Samantha & complex partial seizures

  • April 3, 2024
  • 3
In this article
Samantha smiling while sharing her epilepsy story

Meet Samantha from Queens, NY. She’s a graphic designer who specializes in children’s accessories for Disney, Nickelodeon and Marvel. Read her epilepsy story below. 

What do you like to do?

I love to watch sports and go to sporting events. I’m a huge New York Rangers, New York Mets, and Pittsburgh Steelers fan.

Read former Pittsburgh Steelers guard Alan Faneca’s epilepsy story

When did your epilepsy journey begin? 

When I was five years old, I had a seizure in the middle of the night. My dad had heard me talking to myself and making noise. My mom has epilepsy as well, so when my dad saw how I was acting he knew it was probably a seizure.

Find out more: Is epilepsy genetic? 

What type of epilepsy do you have?

I was diagnosed with complex partial epilepsy. I never had an aura which meant I didn’t know when I was going to have a seizure. I would sometimes have multiple seizures a day and most of my seizures happened in the morning. My seizures were triggered if I took the generic version of Lamictal or missed a dose.

Learn more: What happens if you miss a dose of seizure medication

What has your experience with doctors been like?

Overall, my experience with doctors has been great. Dr Karkare was my neurologist for most of my childhood. It was tough for a while, especially when I got to High School, because I was still having seizures and couldn’t start learning how to drive when I turned 16, while all my friends could. 

I would get irritated at my neurologist because none of the medications or different dosages were helping to prevent my seizures, even though I knew it wasn’t her fault that I was still having them.
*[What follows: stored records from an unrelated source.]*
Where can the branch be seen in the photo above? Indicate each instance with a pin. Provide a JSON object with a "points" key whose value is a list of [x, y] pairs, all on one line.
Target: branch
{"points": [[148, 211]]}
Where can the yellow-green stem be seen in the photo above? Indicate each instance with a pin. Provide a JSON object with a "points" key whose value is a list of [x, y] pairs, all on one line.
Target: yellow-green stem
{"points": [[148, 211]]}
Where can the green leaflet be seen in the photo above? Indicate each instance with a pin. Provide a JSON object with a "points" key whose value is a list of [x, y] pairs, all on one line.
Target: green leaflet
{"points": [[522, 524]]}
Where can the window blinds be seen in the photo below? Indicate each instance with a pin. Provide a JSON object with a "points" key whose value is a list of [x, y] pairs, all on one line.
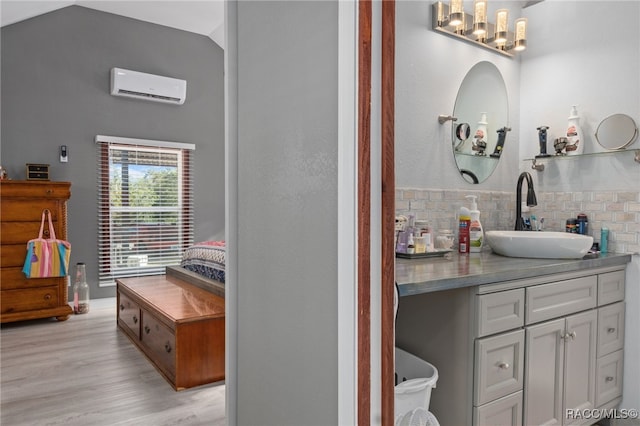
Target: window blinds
{"points": [[145, 206]]}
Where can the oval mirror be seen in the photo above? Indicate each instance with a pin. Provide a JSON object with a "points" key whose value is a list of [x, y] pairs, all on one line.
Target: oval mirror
{"points": [[616, 131], [482, 111]]}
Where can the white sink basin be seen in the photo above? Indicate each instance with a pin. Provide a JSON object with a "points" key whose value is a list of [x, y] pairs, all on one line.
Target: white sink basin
{"points": [[549, 245]]}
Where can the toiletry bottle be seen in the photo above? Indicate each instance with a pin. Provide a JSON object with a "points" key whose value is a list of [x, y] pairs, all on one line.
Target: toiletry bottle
{"points": [[480, 137], [575, 143], [411, 248], [604, 240], [475, 227], [464, 221]]}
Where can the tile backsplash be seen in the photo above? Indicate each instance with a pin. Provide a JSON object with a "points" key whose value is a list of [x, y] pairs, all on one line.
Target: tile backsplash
{"points": [[618, 211]]}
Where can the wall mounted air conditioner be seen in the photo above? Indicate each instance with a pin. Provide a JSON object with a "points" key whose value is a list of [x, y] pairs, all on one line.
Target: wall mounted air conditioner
{"points": [[150, 87]]}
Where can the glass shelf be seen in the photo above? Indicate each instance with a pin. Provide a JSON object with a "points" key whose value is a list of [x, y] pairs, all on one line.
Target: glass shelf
{"points": [[535, 162]]}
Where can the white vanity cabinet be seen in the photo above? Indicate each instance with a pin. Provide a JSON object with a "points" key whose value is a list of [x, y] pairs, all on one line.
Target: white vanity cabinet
{"points": [[525, 352]]}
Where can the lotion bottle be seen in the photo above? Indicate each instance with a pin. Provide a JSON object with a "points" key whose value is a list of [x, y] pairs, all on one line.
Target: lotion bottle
{"points": [[476, 233], [464, 221], [575, 142]]}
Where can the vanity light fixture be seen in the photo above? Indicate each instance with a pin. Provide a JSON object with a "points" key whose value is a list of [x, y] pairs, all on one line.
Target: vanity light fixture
{"points": [[450, 19], [480, 18]]}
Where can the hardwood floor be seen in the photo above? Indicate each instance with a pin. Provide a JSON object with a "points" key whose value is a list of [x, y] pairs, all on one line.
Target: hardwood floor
{"points": [[84, 371]]}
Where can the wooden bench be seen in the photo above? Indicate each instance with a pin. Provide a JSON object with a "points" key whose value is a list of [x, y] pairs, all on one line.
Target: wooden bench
{"points": [[178, 326]]}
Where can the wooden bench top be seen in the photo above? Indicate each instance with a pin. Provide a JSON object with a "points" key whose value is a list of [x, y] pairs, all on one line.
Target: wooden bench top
{"points": [[178, 300]]}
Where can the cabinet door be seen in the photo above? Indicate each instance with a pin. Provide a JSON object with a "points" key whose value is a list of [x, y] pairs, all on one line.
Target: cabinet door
{"points": [[580, 363], [544, 373]]}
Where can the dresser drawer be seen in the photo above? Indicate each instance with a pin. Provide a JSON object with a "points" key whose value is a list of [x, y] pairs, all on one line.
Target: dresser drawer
{"points": [[560, 298], [610, 328], [609, 377], [28, 299], [160, 341], [129, 314], [28, 210], [500, 311], [499, 366], [36, 190], [14, 278], [610, 287]]}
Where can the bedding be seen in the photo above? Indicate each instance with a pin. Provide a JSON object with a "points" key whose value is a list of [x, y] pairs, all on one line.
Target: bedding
{"points": [[206, 258]]}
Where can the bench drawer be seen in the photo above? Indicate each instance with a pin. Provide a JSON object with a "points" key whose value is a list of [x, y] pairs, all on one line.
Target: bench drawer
{"points": [[129, 314], [161, 341]]}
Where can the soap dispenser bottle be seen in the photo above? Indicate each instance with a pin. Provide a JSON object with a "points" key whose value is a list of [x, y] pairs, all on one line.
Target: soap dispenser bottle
{"points": [[464, 222], [476, 233], [575, 142]]}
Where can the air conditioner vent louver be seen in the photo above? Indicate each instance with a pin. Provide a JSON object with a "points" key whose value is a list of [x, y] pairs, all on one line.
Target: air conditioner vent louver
{"points": [[134, 84]]}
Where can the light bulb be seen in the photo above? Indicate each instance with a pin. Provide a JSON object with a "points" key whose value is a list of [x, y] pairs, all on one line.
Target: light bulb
{"points": [[455, 12], [502, 19], [479, 17], [520, 42]]}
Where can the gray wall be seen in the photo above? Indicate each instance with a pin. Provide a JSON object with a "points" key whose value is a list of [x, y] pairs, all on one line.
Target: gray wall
{"points": [[55, 91], [287, 201]]}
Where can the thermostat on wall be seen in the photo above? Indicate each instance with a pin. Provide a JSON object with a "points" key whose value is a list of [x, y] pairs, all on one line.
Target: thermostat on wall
{"points": [[37, 171]]}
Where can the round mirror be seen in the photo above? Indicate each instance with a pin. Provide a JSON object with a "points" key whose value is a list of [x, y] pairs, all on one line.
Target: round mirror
{"points": [[616, 132], [482, 111]]}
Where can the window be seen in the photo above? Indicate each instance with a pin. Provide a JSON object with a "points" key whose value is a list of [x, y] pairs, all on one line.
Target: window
{"points": [[145, 206]]}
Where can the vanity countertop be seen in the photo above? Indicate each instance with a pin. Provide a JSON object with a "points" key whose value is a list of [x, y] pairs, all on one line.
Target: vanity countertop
{"points": [[417, 276]]}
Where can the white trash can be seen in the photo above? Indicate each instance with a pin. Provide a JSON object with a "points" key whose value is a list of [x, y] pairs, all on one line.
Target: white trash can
{"points": [[415, 378]]}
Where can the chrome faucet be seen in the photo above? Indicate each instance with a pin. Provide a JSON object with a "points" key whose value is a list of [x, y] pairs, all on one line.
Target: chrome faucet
{"points": [[531, 199]]}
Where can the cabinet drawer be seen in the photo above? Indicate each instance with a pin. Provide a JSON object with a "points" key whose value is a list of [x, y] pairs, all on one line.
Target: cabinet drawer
{"points": [[500, 311], [129, 314], [505, 411], [161, 341], [498, 366], [610, 287], [28, 299], [610, 328], [609, 377], [561, 298]]}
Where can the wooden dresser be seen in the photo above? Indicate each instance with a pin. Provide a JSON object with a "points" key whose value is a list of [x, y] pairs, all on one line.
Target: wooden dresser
{"points": [[178, 326], [21, 208]]}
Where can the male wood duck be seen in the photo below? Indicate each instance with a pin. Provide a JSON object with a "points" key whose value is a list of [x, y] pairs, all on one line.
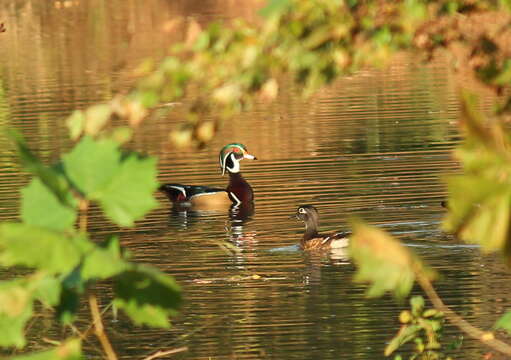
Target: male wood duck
{"points": [[312, 239], [237, 192]]}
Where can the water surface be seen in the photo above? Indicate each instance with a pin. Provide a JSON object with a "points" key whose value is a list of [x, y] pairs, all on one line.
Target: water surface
{"points": [[374, 145]]}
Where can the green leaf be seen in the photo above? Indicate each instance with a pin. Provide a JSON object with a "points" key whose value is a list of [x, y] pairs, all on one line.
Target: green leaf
{"points": [[383, 262], [130, 194], [68, 305], [91, 165], [275, 7], [417, 305], [405, 334], [47, 289], [504, 322], [479, 210], [55, 181], [104, 263], [36, 247], [147, 295], [41, 207], [69, 350], [15, 311]]}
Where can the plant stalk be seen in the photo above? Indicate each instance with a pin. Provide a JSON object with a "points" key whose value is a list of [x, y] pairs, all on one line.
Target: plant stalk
{"points": [[99, 329]]}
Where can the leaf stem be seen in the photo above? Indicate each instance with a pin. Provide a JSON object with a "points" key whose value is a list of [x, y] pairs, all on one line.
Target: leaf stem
{"points": [[99, 329], [84, 208], [484, 336]]}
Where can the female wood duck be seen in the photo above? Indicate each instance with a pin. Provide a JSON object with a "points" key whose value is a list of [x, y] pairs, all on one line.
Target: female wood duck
{"points": [[312, 239], [237, 192]]}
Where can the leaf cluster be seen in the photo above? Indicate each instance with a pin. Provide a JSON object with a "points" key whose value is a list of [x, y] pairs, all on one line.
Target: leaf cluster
{"points": [[229, 66], [61, 260], [423, 328]]}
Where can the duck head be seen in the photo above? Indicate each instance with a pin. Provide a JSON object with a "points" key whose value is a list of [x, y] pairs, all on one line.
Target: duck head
{"points": [[231, 155]]}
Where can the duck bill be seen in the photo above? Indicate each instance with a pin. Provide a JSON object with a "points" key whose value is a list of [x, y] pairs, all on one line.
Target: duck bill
{"points": [[248, 156]]}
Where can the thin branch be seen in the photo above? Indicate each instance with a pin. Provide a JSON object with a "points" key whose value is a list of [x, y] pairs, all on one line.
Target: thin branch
{"points": [[161, 353], [84, 207], [485, 337], [99, 328]]}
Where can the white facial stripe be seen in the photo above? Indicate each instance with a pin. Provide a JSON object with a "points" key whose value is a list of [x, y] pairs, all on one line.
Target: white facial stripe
{"points": [[236, 164], [235, 198], [223, 163], [180, 188]]}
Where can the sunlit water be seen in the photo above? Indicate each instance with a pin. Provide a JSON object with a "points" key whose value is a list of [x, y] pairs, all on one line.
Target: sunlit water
{"points": [[374, 145]]}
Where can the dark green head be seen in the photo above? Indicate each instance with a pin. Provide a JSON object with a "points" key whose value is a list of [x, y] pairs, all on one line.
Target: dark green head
{"points": [[308, 214], [231, 155]]}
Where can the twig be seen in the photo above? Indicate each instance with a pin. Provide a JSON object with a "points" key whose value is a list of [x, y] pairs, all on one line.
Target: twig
{"points": [[161, 353], [484, 336], [99, 328]]}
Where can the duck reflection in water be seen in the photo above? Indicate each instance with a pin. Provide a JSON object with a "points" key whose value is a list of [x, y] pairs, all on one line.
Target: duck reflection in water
{"points": [[185, 217]]}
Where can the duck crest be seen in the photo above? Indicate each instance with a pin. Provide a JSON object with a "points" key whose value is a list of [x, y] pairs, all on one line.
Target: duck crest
{"points": [[237, 192]]}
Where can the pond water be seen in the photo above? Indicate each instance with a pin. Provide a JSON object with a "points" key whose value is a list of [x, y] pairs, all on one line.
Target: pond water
{"points": [[373, 145]]}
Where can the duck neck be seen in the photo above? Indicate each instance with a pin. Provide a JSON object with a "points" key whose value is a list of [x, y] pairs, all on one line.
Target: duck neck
{"points": [[240, 187], [311, 230]]}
When I turned 18, I went through a lot of EEGs and MRIs to pinpoint exactly where my seizures were coming from. Dr Karkare had noticed all my seizures were starting from one spot on the right side of my brain in the hippocampus. She told me, my mom and dad that brain surgery was an option, and I was all for it. 

I had to go through a few more EEGs, including one where they had to drill through my skull to put wires directly on my brain to be 100% sure where all the seizures were coming from. In the summer of 2019, I had brain surgery to remove the part of my brain that was causing the seizures. Since then, I haven’t had a seizure, and I can now drive. 

Dr Proteasa is my adult neurologist, and she has been a great help. I’m still on some medication but not as high of a dose as I used to be on.

Samantha at the Epilepsy Monitoring Unit

How have you found support for epilepsy?

My mom also has epilepsy, so she’s a big support for me. Having someone who knows what you’re going through and can relate to really helps. My whole family has always been very supportive to me about my epilepsy, as well as my boyfriend.

Do you use the Epsy App?

I use the Epsy App to keep track of my medications, track any weird feelings I’m having and to learn more about epilepsy.

What would your message be for someone who was recently diagnosed?

Trust your neurologist and trust the process. It may seem scary at first, but stay positive and find support through your family and friends. Just because you’re diagnosed with epilepsy, doesn’t mean your whole life has to change because of it. Always remember to seize the day.